Reevaluating Amdahl's Law

John L. Gustafson

At Sandia National Laboratories, we are currently engaged in research involving massively-parallel processing. There is considerable skepticism regarding the viability of massive parallelism; the skepticism centers around Amdahl's law, an argument put forth by Gene Amdahl in 1967 [1] that even when the fraction of serial work in a given problem is small, say s, the maximum speedup obtainable from even an infinite number of parallel processors is only 1/s. We now have timing results for a 1024-processor system that demonstrate that the assumptions underlying Amdahl's 1967 argument are inappropriate for the current approach to massive ensemble parallelism.

If N is the number of processors, s is the amount of time spent (by a serial processor) on serial parts of a program and p is the amount of time spent (by a serial processor) on parts of the program that can be done in parallel, then Amdahl's law says that speedup is given by

Speedup = (s + p ) / (s + p / N )

= 1 / (s + p / N ),

where we have set total time s + p = 1 for algebraic simplicity.

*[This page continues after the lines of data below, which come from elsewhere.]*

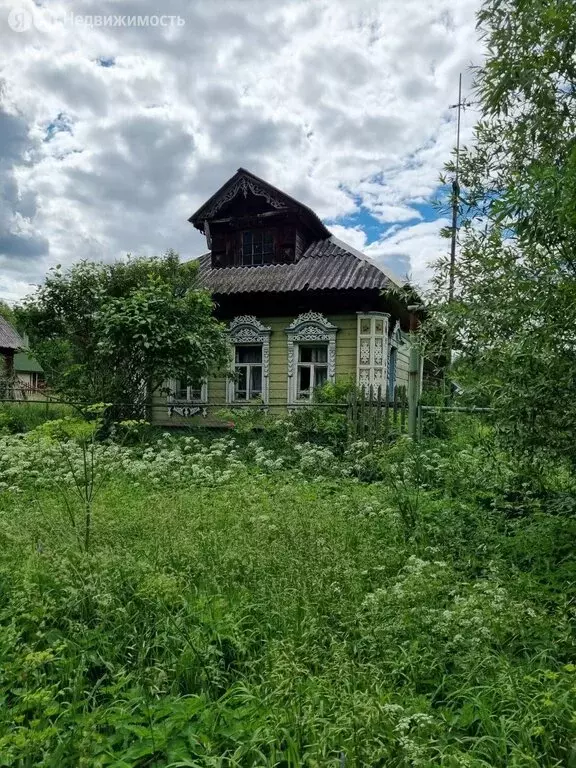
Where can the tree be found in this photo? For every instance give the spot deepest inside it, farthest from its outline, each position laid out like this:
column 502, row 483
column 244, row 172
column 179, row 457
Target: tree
column 7, row 312
column 514, row 314
column 116, row 332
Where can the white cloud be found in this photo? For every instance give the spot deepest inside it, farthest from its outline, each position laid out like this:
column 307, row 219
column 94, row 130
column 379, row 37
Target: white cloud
column 410, row 251
column 342, row 103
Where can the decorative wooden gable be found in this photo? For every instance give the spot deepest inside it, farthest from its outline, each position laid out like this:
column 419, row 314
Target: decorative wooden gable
column 250, row 223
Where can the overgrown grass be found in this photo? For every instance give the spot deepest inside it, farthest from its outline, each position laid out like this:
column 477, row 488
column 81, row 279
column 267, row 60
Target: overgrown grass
column 25, row 415
column 274, row 618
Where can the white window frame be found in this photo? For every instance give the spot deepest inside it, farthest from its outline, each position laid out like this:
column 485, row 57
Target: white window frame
column 372, row 352
column 309, row 328
column 311, row 366
column 248, row 366
column 244, row 331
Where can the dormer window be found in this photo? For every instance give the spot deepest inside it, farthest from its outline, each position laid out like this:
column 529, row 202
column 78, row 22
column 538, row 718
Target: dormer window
column 257, row 248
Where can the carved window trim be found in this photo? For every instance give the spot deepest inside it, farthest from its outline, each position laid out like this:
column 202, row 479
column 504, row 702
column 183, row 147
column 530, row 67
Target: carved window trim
column 246, row 330
column 309, row 328
column 372, row 350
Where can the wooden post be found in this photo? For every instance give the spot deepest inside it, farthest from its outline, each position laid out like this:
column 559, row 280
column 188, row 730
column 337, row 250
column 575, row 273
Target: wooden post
column 413, row 380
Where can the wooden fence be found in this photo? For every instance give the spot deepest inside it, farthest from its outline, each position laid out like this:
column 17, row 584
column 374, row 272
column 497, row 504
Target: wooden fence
column 374, row 414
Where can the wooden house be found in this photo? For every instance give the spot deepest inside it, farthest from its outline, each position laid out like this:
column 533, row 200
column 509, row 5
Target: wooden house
column 10, row 343
column 301, row 307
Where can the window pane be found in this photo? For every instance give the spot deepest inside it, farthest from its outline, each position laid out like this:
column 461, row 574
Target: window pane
column 249, row 354
column 255, row 380
column 240, row 386
column 320, row 354
column 303, row 380
column 320, row 376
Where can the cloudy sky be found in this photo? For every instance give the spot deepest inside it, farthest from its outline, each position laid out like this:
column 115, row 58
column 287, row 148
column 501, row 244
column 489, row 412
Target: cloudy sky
column 111, row 136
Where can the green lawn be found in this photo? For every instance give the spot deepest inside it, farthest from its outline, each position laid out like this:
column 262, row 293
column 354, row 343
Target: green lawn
column 273, row 620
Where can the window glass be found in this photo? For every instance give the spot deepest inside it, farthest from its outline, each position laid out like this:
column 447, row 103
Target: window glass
column 249, row 354
column 249, row 378
column 320, row 376
column 257, row 247
column 313, row 354
column 312, row 369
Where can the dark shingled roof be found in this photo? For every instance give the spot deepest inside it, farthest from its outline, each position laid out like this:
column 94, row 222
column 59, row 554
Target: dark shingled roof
column 9, row 338
column 326, row 265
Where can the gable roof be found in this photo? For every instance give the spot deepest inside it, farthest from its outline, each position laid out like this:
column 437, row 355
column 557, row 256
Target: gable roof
column 327, row 264
column 243, row 182
column 9, row 337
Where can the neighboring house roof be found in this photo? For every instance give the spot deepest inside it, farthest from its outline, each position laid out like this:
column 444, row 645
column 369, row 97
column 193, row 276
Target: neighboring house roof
column 9, row 337
column 23, row 363
column 327, row 264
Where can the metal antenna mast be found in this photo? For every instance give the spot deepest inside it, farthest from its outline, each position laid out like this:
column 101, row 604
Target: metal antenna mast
column 456, row 191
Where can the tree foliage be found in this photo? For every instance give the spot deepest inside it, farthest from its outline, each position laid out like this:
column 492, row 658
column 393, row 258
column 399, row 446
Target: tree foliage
column 115, row 332
column 514, row 314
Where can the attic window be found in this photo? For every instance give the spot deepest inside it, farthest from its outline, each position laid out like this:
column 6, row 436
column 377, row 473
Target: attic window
column 257, row 248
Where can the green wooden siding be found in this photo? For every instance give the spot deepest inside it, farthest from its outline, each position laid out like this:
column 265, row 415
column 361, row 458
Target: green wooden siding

For N = 1024, this is an unforgivingly steep function of s near s = 0 (see Figure 1).

The steepness of the graph near s = 0 (approximately - N2 ) implies that very few problems will experience even a 100-fold speedup. Yet for three very practical applications (s = 0.4 - 0.8 percent) used at Sandia, we have achieved the speedup factors on a 1024-processor hypercube which we believe are unprecedented [2]: 1021 for beam stress analysis using conjugate gradients, 1020 for baffled surface wave simulation using explicit finite differences, and 1016 for unstable fluid flow using flux-corrected transport. How can this be, when Amdahl's argument would predict otherwise?

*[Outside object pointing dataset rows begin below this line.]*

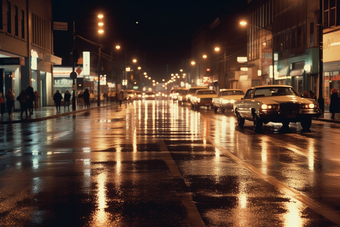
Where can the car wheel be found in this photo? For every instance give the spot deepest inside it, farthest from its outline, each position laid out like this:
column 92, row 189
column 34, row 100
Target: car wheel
column 240, row 120
column 306, row 124
column 257, row 123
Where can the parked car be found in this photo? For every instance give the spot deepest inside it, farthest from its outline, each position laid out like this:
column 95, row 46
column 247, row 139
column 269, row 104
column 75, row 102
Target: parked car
column 226, row 98
column 150, row 95
column 130, row 95
column 192, row 92
column 138, row 95
column 203, row 97
column 275, row 103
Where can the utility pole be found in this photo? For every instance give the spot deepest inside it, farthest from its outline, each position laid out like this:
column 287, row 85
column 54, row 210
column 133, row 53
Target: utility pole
column 321, row 99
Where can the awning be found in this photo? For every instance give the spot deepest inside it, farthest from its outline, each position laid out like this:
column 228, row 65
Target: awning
column 53, row 59
column 297, row 72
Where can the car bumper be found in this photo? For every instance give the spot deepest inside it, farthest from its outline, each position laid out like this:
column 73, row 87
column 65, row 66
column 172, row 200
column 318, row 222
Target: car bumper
column 276, row 116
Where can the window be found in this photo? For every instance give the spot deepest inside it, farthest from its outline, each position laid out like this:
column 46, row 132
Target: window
column 22, row 24
column 9, row 24
column 41, row 34
column 1, row 19
column 311, row 34
column 16, row 16
column 299, row 37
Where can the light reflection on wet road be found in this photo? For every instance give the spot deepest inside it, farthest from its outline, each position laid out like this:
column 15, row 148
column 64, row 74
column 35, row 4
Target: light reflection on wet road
column 157, row 163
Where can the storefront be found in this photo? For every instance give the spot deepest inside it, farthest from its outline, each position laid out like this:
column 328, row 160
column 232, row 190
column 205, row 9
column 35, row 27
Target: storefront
column 331, row 67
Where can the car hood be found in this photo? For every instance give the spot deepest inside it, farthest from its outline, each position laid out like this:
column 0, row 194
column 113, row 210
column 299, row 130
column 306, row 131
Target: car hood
column 283, row 99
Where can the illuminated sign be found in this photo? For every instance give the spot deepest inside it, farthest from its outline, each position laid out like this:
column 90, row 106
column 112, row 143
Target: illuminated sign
column 242, row 59
column 86, row 63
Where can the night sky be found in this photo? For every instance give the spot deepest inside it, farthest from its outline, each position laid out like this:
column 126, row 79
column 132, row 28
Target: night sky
column 162, row 35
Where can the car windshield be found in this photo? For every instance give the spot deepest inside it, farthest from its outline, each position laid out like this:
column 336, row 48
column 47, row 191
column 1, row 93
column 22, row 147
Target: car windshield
column 274, row 91
column 232, row 93
column 212, row 92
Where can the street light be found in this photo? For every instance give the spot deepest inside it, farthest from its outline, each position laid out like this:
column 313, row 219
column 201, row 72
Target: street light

The expression and graph both contain the implicit assumption that p is independent of N, which is virtually never the case. One does not take a fixed-size problem and run it on various numbers of processors except when doing academic research; in practice, the problem size scales with the number of processors. When given a more powerful processor, the problem generally expands to make use of the increased facilities. Users have control over such things as grid resolution, number of timesteps, difference operator complexity, and other parameters that are usually adjusted to allow the program to be run in some desired amount of time. Hence, it may be most realistic to assume that run time, not problem size, is constant.

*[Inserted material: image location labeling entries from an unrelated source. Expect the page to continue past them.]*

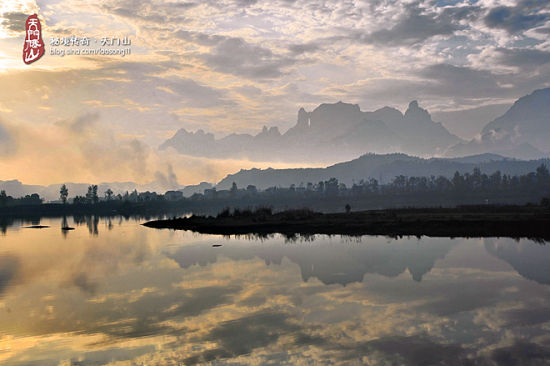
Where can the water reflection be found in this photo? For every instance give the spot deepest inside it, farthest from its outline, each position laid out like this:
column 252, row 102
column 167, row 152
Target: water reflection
column 114, row 291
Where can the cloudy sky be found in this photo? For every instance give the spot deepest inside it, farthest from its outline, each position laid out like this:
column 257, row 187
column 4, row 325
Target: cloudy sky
column 236, row 65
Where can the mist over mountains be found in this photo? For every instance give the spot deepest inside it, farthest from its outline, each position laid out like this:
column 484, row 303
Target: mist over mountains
column 341, row 131
column 522, row 132
column 383, row 167
column 331, row 132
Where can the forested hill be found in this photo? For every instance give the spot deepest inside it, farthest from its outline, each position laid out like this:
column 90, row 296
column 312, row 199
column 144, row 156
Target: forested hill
column 383, row 167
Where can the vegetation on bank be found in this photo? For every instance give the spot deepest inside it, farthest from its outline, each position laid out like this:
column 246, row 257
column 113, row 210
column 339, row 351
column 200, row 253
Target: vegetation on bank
column 532, row 221
column 325, row 196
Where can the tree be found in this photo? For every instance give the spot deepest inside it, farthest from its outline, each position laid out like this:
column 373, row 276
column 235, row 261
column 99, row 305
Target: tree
column 233, row 189
column 3, row 198
column 91, row 196
column 63, row 193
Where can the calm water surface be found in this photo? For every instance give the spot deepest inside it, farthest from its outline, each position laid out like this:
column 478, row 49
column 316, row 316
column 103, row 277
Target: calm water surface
column 114, row 292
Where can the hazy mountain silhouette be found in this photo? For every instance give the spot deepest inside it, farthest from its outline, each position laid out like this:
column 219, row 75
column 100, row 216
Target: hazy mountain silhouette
column 332, row 132
column 523, row 131
column 381, row 167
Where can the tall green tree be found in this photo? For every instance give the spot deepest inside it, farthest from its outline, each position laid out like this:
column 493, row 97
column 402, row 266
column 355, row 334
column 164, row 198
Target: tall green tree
column 63, row 193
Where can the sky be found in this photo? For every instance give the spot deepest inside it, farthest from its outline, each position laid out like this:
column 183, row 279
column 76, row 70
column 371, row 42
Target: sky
column 237, row 65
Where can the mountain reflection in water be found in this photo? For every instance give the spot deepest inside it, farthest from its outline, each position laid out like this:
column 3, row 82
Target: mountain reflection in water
column 112, row 291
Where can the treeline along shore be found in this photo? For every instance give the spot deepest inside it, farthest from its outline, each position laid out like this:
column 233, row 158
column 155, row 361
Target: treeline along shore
column 325, row 196
column 529, row 221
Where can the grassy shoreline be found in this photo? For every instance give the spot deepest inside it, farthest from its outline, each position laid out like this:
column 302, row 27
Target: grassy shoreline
column 467, row 221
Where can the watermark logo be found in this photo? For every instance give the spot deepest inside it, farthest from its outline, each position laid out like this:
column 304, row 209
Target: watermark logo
column 33, row 48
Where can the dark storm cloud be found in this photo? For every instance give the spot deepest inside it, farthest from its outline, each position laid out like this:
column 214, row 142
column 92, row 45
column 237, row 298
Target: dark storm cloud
column 14, row 21
column 525, row 15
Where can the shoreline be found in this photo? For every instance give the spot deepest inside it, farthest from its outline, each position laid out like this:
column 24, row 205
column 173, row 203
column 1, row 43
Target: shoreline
column 466, row 221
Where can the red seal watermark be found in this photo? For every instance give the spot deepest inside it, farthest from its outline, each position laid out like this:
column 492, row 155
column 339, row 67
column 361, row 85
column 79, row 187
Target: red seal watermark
column 33, row 48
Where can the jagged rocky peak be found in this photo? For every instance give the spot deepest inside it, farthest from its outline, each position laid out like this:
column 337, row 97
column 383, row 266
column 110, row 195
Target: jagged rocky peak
column 303, row 118
column 416, row 112
column 272, row 131
column 336, row 114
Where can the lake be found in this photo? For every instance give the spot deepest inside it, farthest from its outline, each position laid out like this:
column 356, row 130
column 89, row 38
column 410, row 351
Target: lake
column 114, row 292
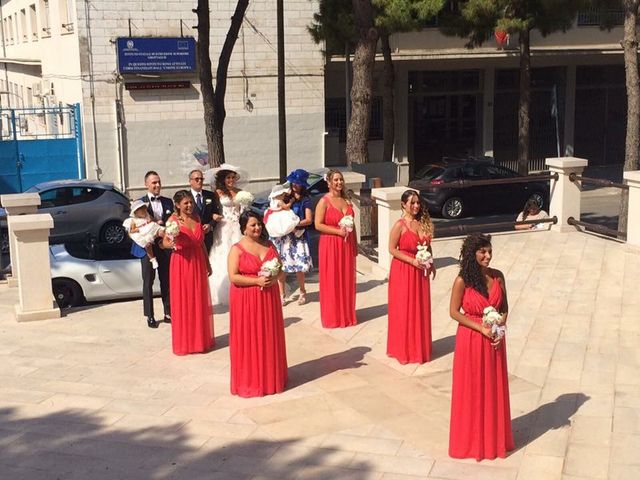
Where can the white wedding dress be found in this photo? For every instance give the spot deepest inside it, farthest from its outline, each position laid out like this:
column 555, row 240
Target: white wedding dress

As a first approximation, we have found that it is the parallel or vector part of a program that scales with the problem size. Times for vector startup, program loading, serial bottlenecks and I/O that make up the s component of the run do not grow with problem size. When we double the number of degrees of freedom in a physical simulation, we double the number of processors. But this means that, as a first approximation, the amount of work that can be done in parallel varies linearly with the number of processors. For the three applications mentioned above, we found that the parallel portion scaled by factors of 1023.9969, 1023.9965, and 1023.9965. If we use s' and p' to represent serial and parallel time spent on the parallel system, then a serial processor would require time s' + p' x N to perform the task. This reasoning gives an alternative to Amdahl's law suggested by E. Barsis at Sandia:

Scaled speedup = (s' + p' x N ) / (s' + p')
= s' + p' x N
= N + (1 - N ) x s'

In contrast with Figure 1, this function is simply a line, and one with much more moderate slope: 1 - N. It is thus much easier to achieve efficient parallel performance than is implied by Amdahl's paradigm. The two approaches, fixed-sized and scaled-sized, are contrasted and summarized in Figure 2a and b.

Our work to date shows that it is not an insurmountable task to extract very high efficiency from a massively-parallel ensemble, for the reasons presented here. We feel that it is important for the computing research community to overcome the "mental block" against massive parallelism imposed by a misuse of Amdahl's speedup formula; speedup should be measured by scaling the problem to the number of processors, not fixing problem size. We expect to extend our success to a broader range of applications and even larger values for N.

REFERENCES

Amdahl, G.M. Validity of the single-processor approach to achieving large scale computing capabilities. In AFIPS Conference Proceedings vol. 30 (Atlantic City, N.J., Apr. 18-20). AFIPS Press, Reston, Va., 1967, pp. 483-485.
Benner, R.E., Gustafson, J.L., and Montry, G.R., Development and analysis of scientific application programs on a 1024-processor hypercube," SAND 88-0317, Sandia National Laboratories, Feb. 1988.